🤖 AI Summary
This work addresses the memory capacity, bandwidth, and interconnect bottlenecks in large-scale AI agent inference caused by long-context key-value (KV) caching, which conventional performance models fail to accurately capture. To systematically analyze non-compute bottlenecks under agent workloads, the authors propose a joint metric combining operational intensity (OI) and capacity footprint (CF). Guided by this analysis, they design a compute-memory decoupled architecture tailored for heterogeneous systems, integrating agent-hardware co-design, dedicated prefill/decode accelerators, and optical-interconnect-enabled memory expansion to effectively mitigate the memory wall. Experiments across representative techniques—including grouped-query attention (GQA), multi-head latent attention (MLA), mixture-of-experts (MoE), and quantization—demonstrate significant improvements in scalability and energy efficiency.
📝 Abstract
AI agent inference is driving an inference heavy datacenter future and exposes bottlenecks beyond compute - especially memory capacity, memory bandwidth and high-speed interconnect. We introduce two metrics - Operational Intensity (OI) and Capacity Footprint (CF) - that jointly explain regimes the classic roofline analysis misses, including the memory capacity wall.
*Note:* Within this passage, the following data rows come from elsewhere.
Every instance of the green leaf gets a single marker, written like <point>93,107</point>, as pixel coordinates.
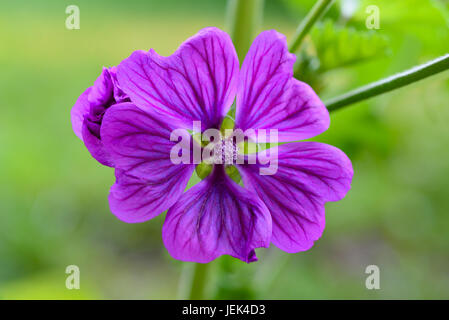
<point>338,47</point>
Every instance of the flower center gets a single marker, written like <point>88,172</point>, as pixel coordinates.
<point>225,152</point>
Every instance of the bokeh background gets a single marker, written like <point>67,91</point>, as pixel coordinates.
<point>53,195</point>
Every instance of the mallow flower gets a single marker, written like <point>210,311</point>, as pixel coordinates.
<point>199,83</point>
<point>87,114</point>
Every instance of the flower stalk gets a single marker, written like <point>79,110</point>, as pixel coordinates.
<point>304,27</point>
<point>243,20</point>
<point>396,81</point>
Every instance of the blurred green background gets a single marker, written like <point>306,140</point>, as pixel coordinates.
<point>53,195</point>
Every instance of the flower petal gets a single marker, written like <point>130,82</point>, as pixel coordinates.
<point>197,82</point>
<point>216,217</point>
<point>269,97</point>
<point>148,182</point>
<point>94,144</point>
<point>308,175</point>
<point>78,111</point>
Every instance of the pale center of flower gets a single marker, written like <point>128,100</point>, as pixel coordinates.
<point>225,152</point>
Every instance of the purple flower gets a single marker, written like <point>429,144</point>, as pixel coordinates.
<point>88,112</point>
<point>199,82</point>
Across agentic workflows (chat, coding, web use, computer use) and base model choices (GQA/MLA, MoE, quantization), OI/CF can shift dramatically, with long context KV cache making decode highly memory bound. These observations motivate disaggregated serving and system level heterogeneity: specialized prefill and decode accelerators, broader scale up networking, and decoupled compute-memory enabled by optical I/O. We further hypothesize agent-hardware co design, multiple inference accelerators within one system, and high bandwidth, large capacity memory disaggregation as foundations for adaptation to evolving OI/CF. Together, these directions chart a path to sustain efficiency and capability for large scale agentic AI inference.